Hi, I am using a network to embed some entity into vector space. As the length of the vector decrease during the training. I want to normalize it’s length to 1 in the end of each step. Is there any tool that I can use to normalize the embedding vectors?
How to normalize embedding vectors?
I think the best thing you can do is to save the embedded indices, and normalize their rows manually after the update (just index_select them, compute row-wise norm, divice, index_copy back into weights). We only support automatic max norm clipping.

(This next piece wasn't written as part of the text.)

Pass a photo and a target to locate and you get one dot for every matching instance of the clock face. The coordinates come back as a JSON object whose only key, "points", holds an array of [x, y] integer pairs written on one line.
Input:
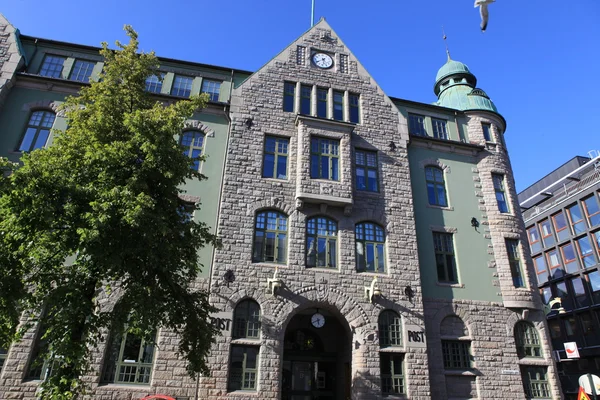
{"points": [[317, 320], [322, 60]]}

If you want to normalize a vector as a part of a model, this should do it:
assume q is the tensor to be L2 normalized, along dim 1
qn = torch.norm(q, p=2, dim=1).detach()
q = q.div(qn.expand_as(q))
Note the detach()
, that is essential for the gradients to work correctly. I’m assuming you want the norm to be treated as a constant while dividing the Tensor with it.
Yes it could be used to normalize an embedding. I suggest not using the detach()
though. I found that it degrades performance.
I see, thanks. But I need to do the constraints on the norms of embeddings( not bigger than 1 ). Do you have any better suggestions to do it?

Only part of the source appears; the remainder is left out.